In silence—and in grace. Always, for Meier, from the Kalamazoo campus, through classrooms and research labs, on the battlefield, to hospital rooms echoing with grief or joy, he finds and shares that grace with others.
And as for his own next chapter? The future is somewhat uncertain. During a recent medical evaluation of his traumatic stress injuries, Meier was surprised to receive a diagnosis of Parkinson’s disease. Additionally, he was encouraged to leave employment at Children’s Hospital since the many stressors there were aggravating prior traumatic stress injuries. Whatever lies ahead for Meier, however, he is sure to lean on grace. As he has journeyed alongside so many others through difficulty and struggle, he now embarks on his own next journey with a lifetime of truly gracious living to accompany him.
“I am grateful beyond words for my time at Kalamazoo College, for the rich educational challenges and opportunities, and for lifelong friendships and satisfying memories. I continue to pray in thanksgiving, daily, for everyone associated with Kalamazoo College.”
Singing for the Pope
In 1982, Tim Meier ’78 spent a summer living in the Jesuit Community of the Papal Palace at Castel Gandolfo in Italy, headquarters of the Vatican Observatory, studying late-type red giant stars.
“At night I would go into the central spiral staircase of this palace that had been built in the 16th century and sing,” Meier said. “The acoustics were fabulous.”
One evening, a chance encounter with two young people who stopped to listen to Meier singing led to a connection with their grandmother, Herta Paczoska, who was a childhood neighbor of Pope John Paul II. Thanks to German classes he had audited just for fun at K, Meier was able to communicate with Herta, who spoke German in addition to the Polish her grandchildren spoke exclusively.
“They tried to teach me to count to 10 and to say the days of the week and the months of the year in Polish, and they would laugh their heads off at my inability to get it right,” Meier said. “Having audited German at K allowed me to interact with their grandmother, and long story short, she arranged for me to sing for the pope at a Mass in his private chapel.”
Meier only learned of the arrangements the night before he was to sing in the morning.
“I had not brought any sort of clerical garb with me,” Meier said. “So, then there’s this mad dash to find clerical garb, and longer story short, one of the guys had a polyester leisure suit and a clerical shirt that had been wadded up in a ball in a bag on the floor of his closet. So now it’s 1:30 in the morning, I have to be there at 5, and I am trying desperately to not melt the damn suit as I run an iron over it to try to get the wrinkles out.”
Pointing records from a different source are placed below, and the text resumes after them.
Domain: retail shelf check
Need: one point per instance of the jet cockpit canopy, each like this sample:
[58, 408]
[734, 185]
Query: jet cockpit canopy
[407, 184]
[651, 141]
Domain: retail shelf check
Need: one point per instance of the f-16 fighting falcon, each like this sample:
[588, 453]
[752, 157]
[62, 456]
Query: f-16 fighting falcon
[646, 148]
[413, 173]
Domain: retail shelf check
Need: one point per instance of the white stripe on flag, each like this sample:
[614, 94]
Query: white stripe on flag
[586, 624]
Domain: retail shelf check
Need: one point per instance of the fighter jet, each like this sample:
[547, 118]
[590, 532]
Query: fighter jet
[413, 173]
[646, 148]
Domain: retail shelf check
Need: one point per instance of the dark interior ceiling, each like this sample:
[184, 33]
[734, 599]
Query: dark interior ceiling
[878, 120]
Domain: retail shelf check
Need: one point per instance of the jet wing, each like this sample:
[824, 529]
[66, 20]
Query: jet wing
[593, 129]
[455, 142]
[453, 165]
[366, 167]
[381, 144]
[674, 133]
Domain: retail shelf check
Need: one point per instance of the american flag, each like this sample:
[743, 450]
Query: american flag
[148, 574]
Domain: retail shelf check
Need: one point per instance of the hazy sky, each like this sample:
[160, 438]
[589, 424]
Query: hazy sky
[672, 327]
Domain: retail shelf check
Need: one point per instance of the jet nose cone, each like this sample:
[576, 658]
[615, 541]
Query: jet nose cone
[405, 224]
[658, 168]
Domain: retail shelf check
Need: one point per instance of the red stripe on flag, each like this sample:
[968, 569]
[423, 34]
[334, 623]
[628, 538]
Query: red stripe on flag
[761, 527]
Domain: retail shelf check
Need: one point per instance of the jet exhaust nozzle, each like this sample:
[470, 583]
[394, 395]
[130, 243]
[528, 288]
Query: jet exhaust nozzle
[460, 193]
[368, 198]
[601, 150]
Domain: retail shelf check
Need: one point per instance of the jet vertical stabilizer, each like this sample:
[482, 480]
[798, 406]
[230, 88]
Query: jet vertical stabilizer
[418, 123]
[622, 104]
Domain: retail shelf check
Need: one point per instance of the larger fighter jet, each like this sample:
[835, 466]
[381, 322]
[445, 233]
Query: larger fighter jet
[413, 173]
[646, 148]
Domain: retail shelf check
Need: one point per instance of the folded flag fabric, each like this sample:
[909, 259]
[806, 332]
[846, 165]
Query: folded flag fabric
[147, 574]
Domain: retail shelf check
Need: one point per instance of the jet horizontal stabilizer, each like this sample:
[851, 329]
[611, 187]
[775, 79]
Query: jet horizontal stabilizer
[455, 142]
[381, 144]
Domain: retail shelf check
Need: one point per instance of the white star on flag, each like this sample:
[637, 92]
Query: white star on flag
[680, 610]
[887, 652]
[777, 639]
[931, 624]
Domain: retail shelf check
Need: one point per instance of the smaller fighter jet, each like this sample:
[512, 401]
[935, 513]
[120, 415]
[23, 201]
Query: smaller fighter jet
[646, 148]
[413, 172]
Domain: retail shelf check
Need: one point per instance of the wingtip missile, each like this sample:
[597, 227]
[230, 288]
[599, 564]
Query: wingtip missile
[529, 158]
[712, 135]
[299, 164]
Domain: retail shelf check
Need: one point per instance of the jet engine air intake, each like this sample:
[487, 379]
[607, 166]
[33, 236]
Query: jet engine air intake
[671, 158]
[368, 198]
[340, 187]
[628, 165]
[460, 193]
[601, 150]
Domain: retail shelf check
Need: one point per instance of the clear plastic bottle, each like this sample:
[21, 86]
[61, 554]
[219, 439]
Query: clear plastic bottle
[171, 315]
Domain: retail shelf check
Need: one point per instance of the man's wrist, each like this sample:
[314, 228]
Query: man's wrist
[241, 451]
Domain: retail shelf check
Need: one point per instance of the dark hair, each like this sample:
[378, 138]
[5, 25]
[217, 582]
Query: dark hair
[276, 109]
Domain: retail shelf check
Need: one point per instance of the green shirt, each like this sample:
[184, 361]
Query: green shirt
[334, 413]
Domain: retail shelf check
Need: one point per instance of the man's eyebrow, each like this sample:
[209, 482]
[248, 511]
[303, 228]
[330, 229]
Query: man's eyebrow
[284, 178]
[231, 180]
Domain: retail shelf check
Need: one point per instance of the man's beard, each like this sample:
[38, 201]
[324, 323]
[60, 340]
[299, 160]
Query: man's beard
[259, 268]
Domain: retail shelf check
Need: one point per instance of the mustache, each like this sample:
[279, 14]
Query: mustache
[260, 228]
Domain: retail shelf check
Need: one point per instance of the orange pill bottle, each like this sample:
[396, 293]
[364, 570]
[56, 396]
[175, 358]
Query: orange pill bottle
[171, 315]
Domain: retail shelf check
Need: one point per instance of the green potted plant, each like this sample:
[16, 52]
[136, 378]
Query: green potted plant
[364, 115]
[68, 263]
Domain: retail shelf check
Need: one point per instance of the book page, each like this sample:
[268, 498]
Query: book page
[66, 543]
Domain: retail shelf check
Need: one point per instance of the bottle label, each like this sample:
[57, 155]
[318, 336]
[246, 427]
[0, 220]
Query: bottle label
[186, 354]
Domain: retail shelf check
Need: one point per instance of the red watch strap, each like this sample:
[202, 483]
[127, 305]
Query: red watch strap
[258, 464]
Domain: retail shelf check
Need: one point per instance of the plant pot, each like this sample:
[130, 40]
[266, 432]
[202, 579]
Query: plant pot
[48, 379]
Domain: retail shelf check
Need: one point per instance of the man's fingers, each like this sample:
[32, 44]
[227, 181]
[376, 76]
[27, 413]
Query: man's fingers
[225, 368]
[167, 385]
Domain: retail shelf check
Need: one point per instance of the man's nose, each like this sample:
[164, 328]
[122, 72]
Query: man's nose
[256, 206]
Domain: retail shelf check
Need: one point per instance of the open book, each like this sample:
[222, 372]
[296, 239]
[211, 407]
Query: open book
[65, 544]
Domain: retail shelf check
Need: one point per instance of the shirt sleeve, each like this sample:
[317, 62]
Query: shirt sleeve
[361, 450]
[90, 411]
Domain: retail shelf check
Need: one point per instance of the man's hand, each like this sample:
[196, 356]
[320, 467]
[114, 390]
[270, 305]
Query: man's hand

Meier sang Come, My Way, My Truth, My Life by Vaughan Williams and American hymn-turned-folksong How Can I Keep From Singing?
Afterward, L’Osservatore Romano, the official public affairs office for the Vatican, took photos of Pope John Paul II meeting Meier as well as each pilgrim in attendance. Meier later visited L’Osservatore Romano headquarters and bought prints of himself shaking hands with the pope.
“I got several prints,” Meier said. “I brought them back to the States, and I took one and had a negative made. With that, I made a photo Christmas card that said, ’Merry Christmas from the two of us.’ And that’s what I sent out that year.”